La feroz chiquilla elfa se puso entonces de pie y empezó a saltar con los pies desnudos sobre la espalda del hombre, mientras estiraba del látigo con todas sus fuerzas. Vhenlar frunció el entrecejo al ver que la cabeza del mercenario se inclinaba peligrosamente hacia atrás e incluso le pareció oír el distante crujido de los huesos.
—Otra baja —observó, lacónico, mientras tres guardias más forcejeaban para reducir a la chiquilla elfa.
Al ver que Bunlap se limitaba a encogerse de hombros, el arquero dejó de contemplar la escena. Se sentía a disgusto en aquel granero. Aprisionado, casi. Y, sin embargo, la tarea que tenía que cumplir no le resultaba una novedad. Durante los años en que había permanecido estacionado en el Fuerte Tenebroso, a menudo se había ocultado entre rocas por las cercanías de algún paso de montaña para disparar sobre los viajeros. Cuando unos invasores aficionados habían puesto en peligro el baluarte zentarim, Vhenlar había sido convocado a las murallas para ayudar a repeler a los atacantes. Su puntería era legendaria, y poseía un registro de casi doscientos aciertos comprobados para dar crédito de ella, pero comparado con la habilidad innata de los elfos del bosque, Vhenlar se sentía como un novato de dedos torpes. Ni siquiera la precisión adicional que le proporcionaba su arco elfo le parecía satisfactoria.
De repente, el capitán de los mercenarios se puso en pie de un brinco, con los ojos grises centelleando en su rostro mutilado.
—Ahí están, ¡hombres! —siseó Bunlap—. A vuestras posiciones. ¡Rápido!
Aunque los hombres de Bunlap intercambiaron miradas de incredulidad, todos obedecieron. Se arrodillaron junto a las ventanas que servían de ventilación al granero, apostaron sus armas y se quedaron a la espera con la vista fija en la primera línea de árboles.

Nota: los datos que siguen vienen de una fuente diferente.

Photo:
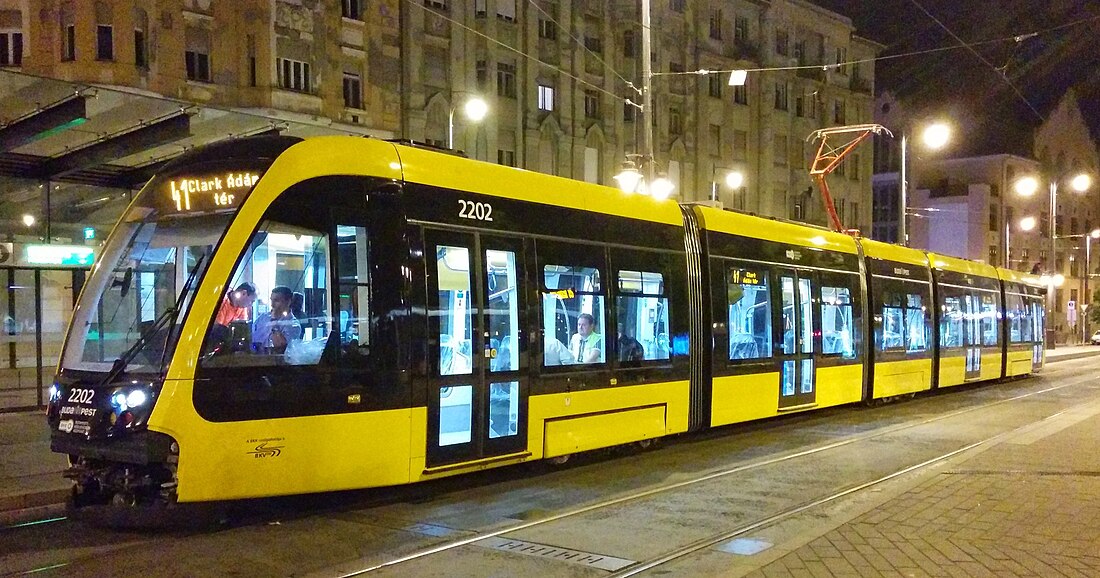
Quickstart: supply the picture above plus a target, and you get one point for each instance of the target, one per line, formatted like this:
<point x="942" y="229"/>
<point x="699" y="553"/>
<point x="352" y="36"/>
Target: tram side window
<point x="989" y="314"/>
<point x="837" y="327"/>
<point x="573" y="322"/>
<point x="952" y="323"/>
<point x="641" y="315"/>
<point x="749" y="314"/>
<point x="904" y="325"/>
<point x="353" y="322"/>
<point x="276" y="311"/>
<point x="1018" y="318"/>
<point x="455" y="323"/>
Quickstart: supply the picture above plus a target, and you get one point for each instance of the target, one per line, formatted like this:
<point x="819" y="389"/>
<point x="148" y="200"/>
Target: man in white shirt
<point x="586" y="346"/>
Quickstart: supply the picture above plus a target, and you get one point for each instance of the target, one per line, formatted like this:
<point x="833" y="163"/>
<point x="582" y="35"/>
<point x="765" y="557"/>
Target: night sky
<point x="959" y="85"/>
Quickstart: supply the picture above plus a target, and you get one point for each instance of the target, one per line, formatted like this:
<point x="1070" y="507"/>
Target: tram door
<point x="477" y="404"/>
<point x="796" y="348"/>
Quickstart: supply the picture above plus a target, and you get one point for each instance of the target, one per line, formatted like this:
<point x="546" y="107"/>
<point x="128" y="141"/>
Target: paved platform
<point x="910" y="535"/>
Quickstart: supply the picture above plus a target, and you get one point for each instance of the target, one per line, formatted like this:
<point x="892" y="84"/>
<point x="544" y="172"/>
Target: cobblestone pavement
<point x="1018" y="509"/>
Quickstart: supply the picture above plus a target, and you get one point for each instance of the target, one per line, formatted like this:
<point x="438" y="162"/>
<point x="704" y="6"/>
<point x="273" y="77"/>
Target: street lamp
<point x="734" y="180"/>
<point x="934" y="137"/>
<point x="1026" y="224"/>
<point x="474" y="109"/>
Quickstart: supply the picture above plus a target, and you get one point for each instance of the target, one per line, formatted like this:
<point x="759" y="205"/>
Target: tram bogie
<point x="349" y="313"/>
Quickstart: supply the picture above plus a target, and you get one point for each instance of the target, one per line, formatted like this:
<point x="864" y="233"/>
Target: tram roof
<point x="961" y="265"/>
<point x="894" y="252"/>
<point x="740" y="224"/>
<point x="430" y="167"/>
<point x="1019" y="276"/>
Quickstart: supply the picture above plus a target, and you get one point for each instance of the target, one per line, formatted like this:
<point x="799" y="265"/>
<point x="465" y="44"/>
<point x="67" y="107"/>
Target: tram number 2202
<point x="481" y="211"/>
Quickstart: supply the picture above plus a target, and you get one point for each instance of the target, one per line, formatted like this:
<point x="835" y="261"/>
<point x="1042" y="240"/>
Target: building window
<point x="68" y="43"/>
<point x="838" y="111"/>
<point x="546" y="97"/>
<point x="740" y="144"/>
<point x="198" y="65"/>
<point x="781" y="96"/>
<point x="506" y="11"/>
<point x="294" y="75"/>
<point x="353" y="90"/>
<point x="547" y="29"/>
<point x="105" y="42"/>
<point x="675" y="123"/>
<point x="482" y="72"/>
<point x="141" y="56"/>
<point x="780" y="150"/>
<point x="740" y="29"/>
<point x="11" y="48"/>
<point x="782" y="42"/>
<point x="714" y="85"/>
<point x="593" y="44"/>
<point x="506" y="79"/>
<point x="592" y="104"/>
<point x="352" y="9"/>
<point x="741" y="95"/>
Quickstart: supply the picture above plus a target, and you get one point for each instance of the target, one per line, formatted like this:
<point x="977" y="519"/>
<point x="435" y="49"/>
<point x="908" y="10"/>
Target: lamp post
<point x="475" y="109"/>
<point x="1026" y="186"/>
<point x="934" y="137"/>
<point x="641" y="176"/>
<point x="733" y="180"/>
<point x="1026" y="224"/>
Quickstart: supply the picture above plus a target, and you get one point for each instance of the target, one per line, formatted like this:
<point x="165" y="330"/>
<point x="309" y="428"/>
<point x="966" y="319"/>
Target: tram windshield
<point x="129" y="314"/>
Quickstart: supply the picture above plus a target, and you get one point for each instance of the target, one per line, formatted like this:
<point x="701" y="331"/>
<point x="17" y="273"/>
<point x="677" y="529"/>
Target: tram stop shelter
<point x="72" y="155"/>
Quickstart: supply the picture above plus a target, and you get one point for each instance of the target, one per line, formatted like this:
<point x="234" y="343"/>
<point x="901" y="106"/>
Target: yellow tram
<point x="276" y="316"/>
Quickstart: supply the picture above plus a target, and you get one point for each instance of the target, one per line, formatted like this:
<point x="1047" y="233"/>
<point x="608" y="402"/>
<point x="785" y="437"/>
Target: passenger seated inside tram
<point x="586" y="345"/>
<point x="556" y="353"/>
<point x="231" y="326"/>
<point x="278" y="327"/>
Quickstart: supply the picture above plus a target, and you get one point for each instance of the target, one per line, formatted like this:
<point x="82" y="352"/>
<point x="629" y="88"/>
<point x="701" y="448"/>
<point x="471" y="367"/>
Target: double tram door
<point x="477" y="400"/>
<point x="798" y="381"/>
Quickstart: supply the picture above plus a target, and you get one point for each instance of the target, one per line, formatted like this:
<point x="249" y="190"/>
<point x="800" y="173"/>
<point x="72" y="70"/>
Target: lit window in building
<point x="352" y="9"/>
<point x="11" y="47"/>
<point x="294" y="75"/>
<point x="105" y="42"/>
<point x="592" y="104"/>
<point x="353" y="90"/>
<point x="546" y="97"/>
<point x="506" y="79"/>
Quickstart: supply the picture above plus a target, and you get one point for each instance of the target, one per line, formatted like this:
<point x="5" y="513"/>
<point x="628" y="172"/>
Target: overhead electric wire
<point x="517" y="51"/>
<point x="982" y="58"/>
<point x="960" y="44"/>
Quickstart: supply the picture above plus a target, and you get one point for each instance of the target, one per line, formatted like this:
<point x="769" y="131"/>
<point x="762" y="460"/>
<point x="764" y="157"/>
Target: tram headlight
<point x="136" y="397"/>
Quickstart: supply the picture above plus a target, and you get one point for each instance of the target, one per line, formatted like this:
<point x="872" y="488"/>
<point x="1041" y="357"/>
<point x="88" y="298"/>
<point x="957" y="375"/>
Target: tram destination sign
<point x="201" y="192"/>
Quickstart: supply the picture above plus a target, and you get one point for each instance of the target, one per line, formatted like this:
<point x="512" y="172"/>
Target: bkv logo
<point x="263" y="450"/>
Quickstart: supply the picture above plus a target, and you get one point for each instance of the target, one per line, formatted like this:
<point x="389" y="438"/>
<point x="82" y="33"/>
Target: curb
<point x="10" y="504"/>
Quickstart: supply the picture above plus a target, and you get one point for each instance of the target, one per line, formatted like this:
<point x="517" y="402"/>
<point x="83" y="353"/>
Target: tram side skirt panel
<point x="699" y="300"/>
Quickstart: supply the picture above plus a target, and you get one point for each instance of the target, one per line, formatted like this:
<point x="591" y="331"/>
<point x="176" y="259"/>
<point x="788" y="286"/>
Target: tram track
<point x="607" y="503"/>
<point x="710" y="542"/>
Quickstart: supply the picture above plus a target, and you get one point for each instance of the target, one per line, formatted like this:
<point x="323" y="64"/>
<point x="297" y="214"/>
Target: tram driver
<point x="586" y="345"/>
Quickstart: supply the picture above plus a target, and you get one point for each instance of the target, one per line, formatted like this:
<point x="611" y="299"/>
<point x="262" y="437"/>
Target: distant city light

—¿Qué has oído, capitán? —murmuró Vhenlar mientras aprestaba una flecha; esta vez era una de las suyas, de punta de acero y adornada con las plumas a franjas azules y blancas de un pájaro que solía iluminar el paisaje desierto de su nativa Cormyr. Se sentía a gusto con aquella flecha en sus manos, pues no se parecía en absoluto a las saetas negras que había ido recogiendo de las aljabas de esclavos muertos o que había arrancado incluso de los cuerpos de sus propios compañeros. Había algo sobrenatural en aquellas flechas elfas. Vhenlar no se sentía capaz de coger una de ellas sin percibir la extraña sensación de que en cualquier momento podía volverse en su contra.